The sublimation device 104 may include a light source to generate the heat radiation R. The heat radiation R may be generated in a wavelength range within at least one of ultraviolet, infrared, near-infrared or visible, or any combination thereof. It particular, the heat radiation R may be generated in a wavelength range in which a light absorbance of the sublimation agent is non-zero, or even has a (local) maximum radiation absorbance. The sublimation device 104 may be operable to generate the heat radiation R in different wavelength ranges. For example, the sublimation device 104 may switch between the different wavelength ranges depending on the print fluid F that has been deposited on the print medium M. Furthermore, the sublimation device 104 may comprise multiple light sources to generate the heat radiation R in multiple wavelength ranges. For example, the multiple wavelength ranges may correspond to the absorption maxima of different sublimation agents used by the printing device 100. Additionally or alternatively, the sublimation device 104 may generate the heat radiation R within a wavelength range within, overlapping or encompassing an absorption maximum of a material of the print medium M. This may expedite the absorption of the heat radiation R by the print medium M. In a specific example, the sublimation device 104 may generate the heat radiation R in a wavelength range near or overlapping an absorption maximum of polyester fibers.
In specific examples, the sublimation agent may have a radiation absorption maximum within an infrared wavelength range, for example within a MIR band, a NIR band or a FIR band, or within an ultraviolet wavelength range. The sublimation device 104 may comprise a light source adapted to generate the heat radiation R inside or at least partially overlapping the respective wavelength range in which the absorption maximum of the sublimation agent lies. For example, the sublimation device 104 may include an MIR band emitter, such as a ceramic lamp.

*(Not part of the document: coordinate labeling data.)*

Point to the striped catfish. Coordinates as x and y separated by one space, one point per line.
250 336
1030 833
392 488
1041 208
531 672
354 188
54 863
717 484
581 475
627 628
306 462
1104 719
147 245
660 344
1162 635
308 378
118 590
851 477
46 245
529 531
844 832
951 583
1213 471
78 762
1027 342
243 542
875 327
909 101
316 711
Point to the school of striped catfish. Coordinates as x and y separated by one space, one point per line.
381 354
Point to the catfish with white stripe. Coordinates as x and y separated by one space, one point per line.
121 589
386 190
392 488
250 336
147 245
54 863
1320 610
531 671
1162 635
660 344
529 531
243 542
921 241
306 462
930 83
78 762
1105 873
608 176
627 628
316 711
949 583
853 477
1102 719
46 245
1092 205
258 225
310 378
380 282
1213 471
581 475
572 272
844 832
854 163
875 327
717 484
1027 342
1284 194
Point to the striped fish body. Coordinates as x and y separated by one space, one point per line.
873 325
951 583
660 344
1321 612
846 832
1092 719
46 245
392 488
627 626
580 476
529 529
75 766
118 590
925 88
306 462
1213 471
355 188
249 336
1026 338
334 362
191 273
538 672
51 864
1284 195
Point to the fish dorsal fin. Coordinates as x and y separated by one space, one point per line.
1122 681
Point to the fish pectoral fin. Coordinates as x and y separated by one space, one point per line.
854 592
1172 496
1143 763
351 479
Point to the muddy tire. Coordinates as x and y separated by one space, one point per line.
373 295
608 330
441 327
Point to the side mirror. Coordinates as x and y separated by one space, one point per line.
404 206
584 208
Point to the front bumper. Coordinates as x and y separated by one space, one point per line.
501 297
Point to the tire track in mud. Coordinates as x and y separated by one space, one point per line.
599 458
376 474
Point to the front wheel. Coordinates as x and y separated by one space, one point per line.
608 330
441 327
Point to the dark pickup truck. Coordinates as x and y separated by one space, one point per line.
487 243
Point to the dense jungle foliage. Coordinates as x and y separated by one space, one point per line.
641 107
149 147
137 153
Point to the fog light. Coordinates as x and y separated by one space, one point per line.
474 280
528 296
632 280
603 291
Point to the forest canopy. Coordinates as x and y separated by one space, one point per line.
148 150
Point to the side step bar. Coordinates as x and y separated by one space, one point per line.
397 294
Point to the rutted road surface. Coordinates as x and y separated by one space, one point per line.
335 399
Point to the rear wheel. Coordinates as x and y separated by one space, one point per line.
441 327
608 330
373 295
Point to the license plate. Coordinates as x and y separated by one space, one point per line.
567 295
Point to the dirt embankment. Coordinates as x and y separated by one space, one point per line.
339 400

The heat radiation R may cause the sublimation agent of the print fluid F deposited on the print medium M to sublimate. The amount of heat or energy from the heat radiation R of the sublimation device 104 that is absorbed by the sublimation agent of the print fluid F may be sufficient to change into the gaseous state. In particular, the sublimation device 104 may generate and apply the heat radiation R such to increase the temperature of the sublimation agent to be at or above the sublimation temperature. As such, the heat applied or transferred to the sublimation agent (or the print fluid F) may also be referred to as sublimation heat.
The sublimation device 104 may be operable to generate the heat radiation R such to expose the print medium M to the heat radiation R for a predetermined period of time, which may be referred to as an irradiation time. The irradiation time may be determined to cause a target amount of the sublimation agent of the print fluid F deposited on the print medium M to sublimate. The irradiation time may be an empiric value. The target amount of the sublimation agent to sublimate may be at least 8o wt. %, at least 90 wt. %, or at least 95 wt. % of the total amount of the deposited sublimation agent.
The irradiation time may depend on parameters, which may include, for example, an intensity or power of the generated heat radiation, the wavelength range in which the heat radiation R is generated, and the distance between the source of the heat radiation R the print medium M and an expected temperature of the print medium M during irradiation. The irradiation time may vary depending on the print fluid F that has been deposited on the print medium M. The irradiation time may be between 1 millisecond and 100 seconds, between 1 millisecond and 50 seconds, or between 1 millisecond and 10 seconds. In specific examples, the print medium M may be exposed to the heat radiation R generated by the sublimation device 104 for up to 5 seconds, up to 2 seconds, or around 1 second.
As described above, the depositing device 102 may deposit the print fluid F containing the sublimation agent according to the image to be printed on the print medium M. The sublimation agent may be used to visualize a print area with a respective color on the print medium M. The deposition intensity, which is quantified by a thickness of the sublimation agent deposited in a unit area of the print medium M, and a color distribution, which may correspond to the distribution of different sublimation agents, may vary over the print medium M according to the image to be printed.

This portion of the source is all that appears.